Lo verde vende hemos oído repetidamente.

Si, vende. Pero utilizar productos biodegradables y respetuosos con el medio ambiente, no lo es todo.

Es una mínima parte del esfuerzo mundial que debe realizarse si queremos que la Madre Tierra continúe para las próximas generaciones.

“La transición energética hacia un modelo 100% renovable es una oportunidad para el empleo, para la salud y para el clima, pero para asegurar que tomamos las medidas necesarias para no superar los 1,5ºC se debe aumentar la ambición para reducir las emisiones al menos un 55% en 2030 respecto a 1990.

Necesitamos a toda la clase política, sea del color que sea, para liderar la lucha contra el cambio climático y para la formación de un gobierno estable que ponga en el centro a las personas y el planeta”, indicó Tatiana Nuño, responsable de la campaña de Cambio Climático de Greenpeace.

Greenpeace recordó al Gobierno de España que ya se posicionó para que Europa aumentase los objetivos de reducción de emisiones para 2030.

Sin embargo, subrayó que esta posición progresista en el ámbito internacional contrasta con la mucho más conservadora que mantiene el Gobierno en el plano nacional, donde propone la reducción del 20% respecto a 1990, que es lo reflejado en el borrador del Plan Nacional Integrado de Energía y Clima.

La organización ecologista consideró que Europa tiene en sus manos la capacidad de arrastrar a otros países a que aumenten su ambición, pero para ello debe dar ejemplo comprometiéndose con la reducción de emisiones en al menos un 65% en 2030 respecto a 1990 y a alcanzar el cero neto en 2040.

Para Greenpeace, es “el momento de poner el foco en la gente que se está haciendo oír en todo el mundo”. “Las personas más jóvenes están mostrando liderazgo y señalando a los líderes políticos el camino que deben seguir.

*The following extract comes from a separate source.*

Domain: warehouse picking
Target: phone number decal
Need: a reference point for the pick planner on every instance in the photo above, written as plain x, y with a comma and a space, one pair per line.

El ímpetu en las calles está creciendo y cada vez hay menos lugares donde los líderes que dan las espalda a la lucha contra el cambio climático y los intereses de la industria de los combustibles fósiles puedan esconderse”, concluyó.

El objetivo de la cumbre, convocada por el secretario general de Naciones Unidas, António Guterres, es fortalecer los compromisos nacionales en materia de clima y garantizar que los líderes presenten planes de acción tangibles, en lugar de discursos.